Background
Adult stem cells and progenitors are responsible for breast tissue regeneration. Human breast epithelial progenitors are organized in a lineage hierarchy consisting of bipotent progenitors (BPs), myoepithelial- and luminal-restricted progenitors (LRPs) where the LRP differentiation into mature luminal cells requires estrogen receptor (ER) signaling. However, the experimental evidence exploring the relationship between the BPs and LRPs has remained elusive. In this study, we report the presence of a basal-like luminal progenitor (BLP) in human breast epithelial cells.
Conclusion
Our data indicate that BPs differentiate to generate basal-like luminal progenitors that in turn differentiate into LRPs. These results provide new insights into the hierarchical organization of human breast epithelial cell and how cooperation between the Notch and Wnt signaling pathways define a new progenitor cell type.
Methods
Breast reduction samples were used to obtain different subsets of human breast epithelial cell based on cell surface marker expression using flow cytometry.
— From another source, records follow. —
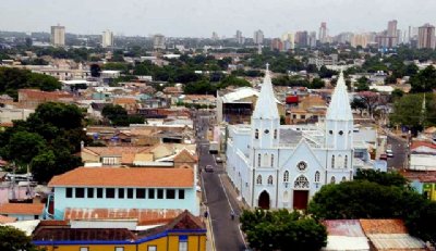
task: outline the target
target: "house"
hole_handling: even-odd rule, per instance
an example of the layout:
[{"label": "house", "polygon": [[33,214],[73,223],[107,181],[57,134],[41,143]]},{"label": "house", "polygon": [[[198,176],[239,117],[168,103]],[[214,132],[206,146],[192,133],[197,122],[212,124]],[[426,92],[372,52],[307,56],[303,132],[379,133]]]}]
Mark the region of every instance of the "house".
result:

Loss of function and gain of function studies were employed to demonstrate the role of NOTCH3 (NR3)-FRIZZLED7 (FZD7) signaling in luminal cell fate commitment.
Results
Our results suggest that, NR3-FZD7 signaling axis was necessary for luminal cell fate commitment. Similar to LRPs, BLPs (NR3highFZD7highCD90+MUC1-ER-) differentiate to generate NR3medFZD7medCD90-MUC1+ER+ luminal cells. Unlike LRPs however, BLP's proliferation and differentiation potentials depend on NR3 and regulated in part by FZD7 signaling. Lastly, we show that BLPs have a higher colony-forming potential than LRPs and that they are continuously generated from the NOTCH3-FZD7low subset of the bipotent progenitors.